Outro ponto é a busca e o contínuo acompanhamento de informações das inúmeras exigências sobre produtos importados que são feitas pelo mercado europeu.
É fundamental, por exemplo, entender os detalhes sobre os acordos preferenciais que a União Européia mantém com outros blocos econômicos. A cada medida de preferência, seja do tipo de redução tarifária, aumento de quotas ou o tratamento mais brando nos casos de dumping, o resultado é o desvio de produtos do Mercosul. Precisamos intensificar nossa presença em feiras e exposições e procurar estabelecer vínculos de financiamento para a exportação de máquinas e equipamentos para o bloco europeu.
Uma característica importante para qualquer proposta para um novo relacionamento é a ênfase aos acordos setoriais que permitam o comércio intra-indústrias entre dois parceiros. Isso leva à diversificação e ao impulso de mais valor tecnológico agregado aos produtos importados.
Deve-se dar destaque às associações entre empresas, a formação de joint ventures, apoio aos capitais europeus no processo de privatização das empresas estatais do Mercosul, além da criação de Câmaras Industriais Bilateriais que defendam os interesses comuns.
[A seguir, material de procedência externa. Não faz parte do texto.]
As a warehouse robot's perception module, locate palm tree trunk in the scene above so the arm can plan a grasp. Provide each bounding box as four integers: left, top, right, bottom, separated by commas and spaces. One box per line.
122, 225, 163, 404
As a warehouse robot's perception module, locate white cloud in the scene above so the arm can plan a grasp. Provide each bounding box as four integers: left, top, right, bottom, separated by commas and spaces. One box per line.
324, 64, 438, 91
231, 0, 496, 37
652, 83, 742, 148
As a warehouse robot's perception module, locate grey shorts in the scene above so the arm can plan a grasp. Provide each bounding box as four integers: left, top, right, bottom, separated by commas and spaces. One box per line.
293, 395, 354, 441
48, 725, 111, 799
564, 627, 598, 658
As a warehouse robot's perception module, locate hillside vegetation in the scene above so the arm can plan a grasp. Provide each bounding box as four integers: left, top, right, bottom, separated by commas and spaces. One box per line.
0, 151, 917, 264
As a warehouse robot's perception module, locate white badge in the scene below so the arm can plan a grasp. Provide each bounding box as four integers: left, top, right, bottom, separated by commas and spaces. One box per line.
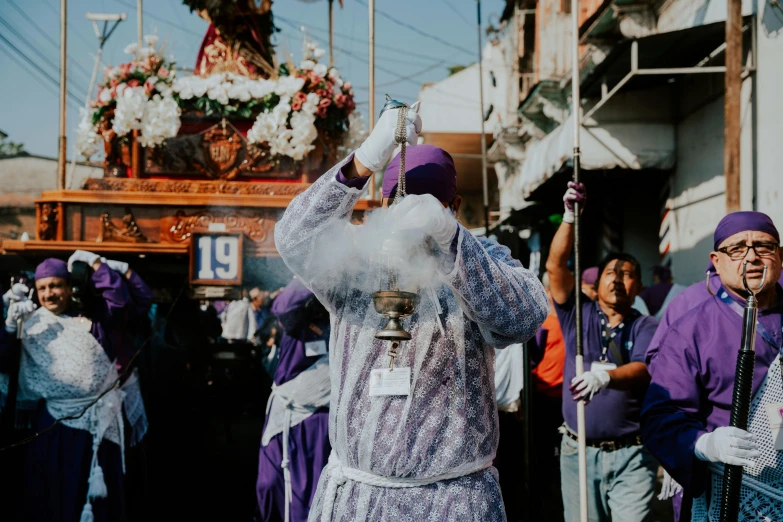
370, 368, 411, 397
590, 361, 617, 371
305, 340, 326, 357
766, 403, 783, 451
No novo tipo de relacionamento proporcionado pela realidade da globalização econômica, o importante é que a filosofia dos blocos regionais opte por uma forma de integração mais profunda.
Os acordos de integração econômicas gera ganhos dinâmicos de eficiência a partir de investimentos induzidos pelo crescimento do mercado e pelo maior estímulo à competição. Esses efeitos contribuem de maneira significativa para a exploração de economias de escala na produção, ampliação da eficiência técnica e da capacidade de inovação tecnológica na região integrada.
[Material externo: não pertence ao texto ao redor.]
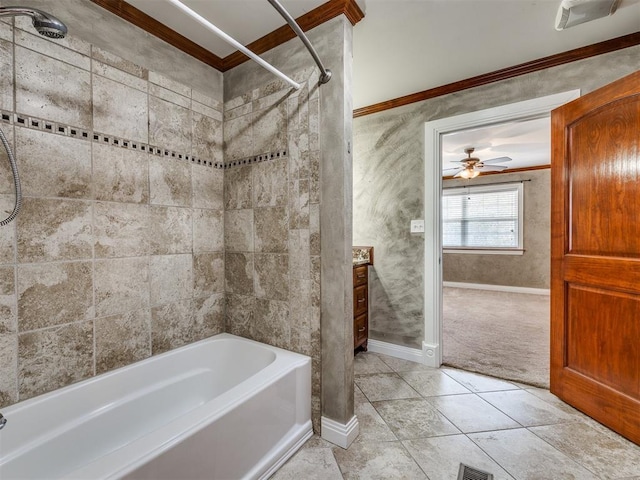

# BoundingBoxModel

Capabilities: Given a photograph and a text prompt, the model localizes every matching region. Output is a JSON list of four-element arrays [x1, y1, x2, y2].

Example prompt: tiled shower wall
[[0, 19, 224, 406], [224, 69, 321, 431]]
Com as relações empregatícias regidas pelas normas da Organização Mundial do Trabalho, com a crescente certificação nos rígidos parâmetros da ISO 9000, com a perspectiva de incrementar o trabalho de reciclagem de materiais e despoluição ambiental, e com suas práticas comerciais orientadas pela Organização Mundial do Comércio, o Brasil aumenta sua capacidade de integração com a União Européia.
Com uma ampla reforma fiscal e tributária, um aumento da eficiência da administração pública, com novos setores de atividades incorporados ao mundo dos negócios, como energia e telecomunicações, poderemos oferecer um pacote importante que elimina a imagem negativa do Fator Brasil.